Na escola a criança aprende mais a lidar com as diversidades e as adversidades. No campo das novas identificações, ela descobre que há outras realidades além da psíquica na qual se realizava. Suas fantasias e crenças imaginárias vão aos poucos sendo mescladas por realidades mais contundentes. A esperança da completude e o sonho de ser a única entre todas são interrompidos pelas fronteiras e os limites do mundo. A criança encontra outros laços afetivos e compreende que os pais não são a única fonte de amor e, por isso, ela finalmente ficará pronta para amar e odiar outras pessoas, aprendendo que o mundo não é feito apenas de vitórias. “Num dia a gente ganha, no outro dia a gente perde.” São perdas necessárias para a criança entender que não somos apenas aquilo que temos.
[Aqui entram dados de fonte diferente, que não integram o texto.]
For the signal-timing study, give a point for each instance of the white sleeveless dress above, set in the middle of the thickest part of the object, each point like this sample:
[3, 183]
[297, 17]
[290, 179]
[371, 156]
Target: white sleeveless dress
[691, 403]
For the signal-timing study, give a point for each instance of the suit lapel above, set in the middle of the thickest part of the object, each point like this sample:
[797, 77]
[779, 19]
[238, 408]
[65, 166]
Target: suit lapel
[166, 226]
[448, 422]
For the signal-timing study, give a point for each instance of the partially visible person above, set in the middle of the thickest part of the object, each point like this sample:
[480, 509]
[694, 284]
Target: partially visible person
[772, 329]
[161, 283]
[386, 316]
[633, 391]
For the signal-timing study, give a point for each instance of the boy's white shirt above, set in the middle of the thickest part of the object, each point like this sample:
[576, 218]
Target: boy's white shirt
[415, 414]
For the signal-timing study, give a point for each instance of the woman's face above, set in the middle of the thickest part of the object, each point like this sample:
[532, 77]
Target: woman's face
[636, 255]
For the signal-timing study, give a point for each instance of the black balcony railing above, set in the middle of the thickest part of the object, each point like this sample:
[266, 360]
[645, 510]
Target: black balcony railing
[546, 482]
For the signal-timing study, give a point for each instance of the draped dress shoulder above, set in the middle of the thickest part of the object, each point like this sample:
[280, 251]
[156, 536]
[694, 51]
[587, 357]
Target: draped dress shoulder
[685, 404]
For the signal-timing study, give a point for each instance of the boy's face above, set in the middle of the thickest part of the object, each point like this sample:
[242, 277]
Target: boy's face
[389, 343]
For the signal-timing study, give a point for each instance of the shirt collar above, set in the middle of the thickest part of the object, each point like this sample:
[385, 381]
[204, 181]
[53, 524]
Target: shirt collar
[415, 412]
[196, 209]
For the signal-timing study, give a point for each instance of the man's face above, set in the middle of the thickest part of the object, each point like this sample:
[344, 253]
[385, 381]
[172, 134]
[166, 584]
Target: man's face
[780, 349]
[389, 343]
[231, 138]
Somos também aquilo que nos falta. Que não somos apenas aquilo que dizemos ser, mas também o que o grupo, a escola e a sociedade esperam que sejamos.
 

A escola se apresenta a esse aprendiz que então estará pronto para amar e sofrer. Se a criança for orientada para sua autonomia, ela se dará bem na escola. Se for orientada para a dependência e onipotência, enxergará a escola como uma concorrente da família, como um fantasma amedrontador. E tal como a madrasta malvada de Branca de Neve que um dia descobriu que existia alguém mais bela que ela, a escola será esse espelho cruel para a pobre criancinha cujos pais acreditam que a única imagem que um espelho pode refletir é a dos seus filhos.

Não exageremos! Embora o egoísmo seja necessário na infância, ele deve ter seu prazo de validade interrompido na escola. O mundo é relacional e nós precisamos do outro para viver. Caberia concluir que o efeito pedagógico, amoroso, da escola instala no psiquismo da criança uma lei imperativa para a vida social, que se traduziria nos seguintes dizeres afixados num edital imaginário: “ESCOLA: aqui termina o eu. Aqui começa o outro”. A escola é essa fronteira e, ao mesmo tempo, uma ligação que ajuda a criança a buscar no outro aquilo que lhe falta.
 

 


Autor: Gilberto Gnoato -  Psicólogo, mestre em psicologia pela UFPR, psicoterapeuta há mais de 20 anos e professor de antropologia.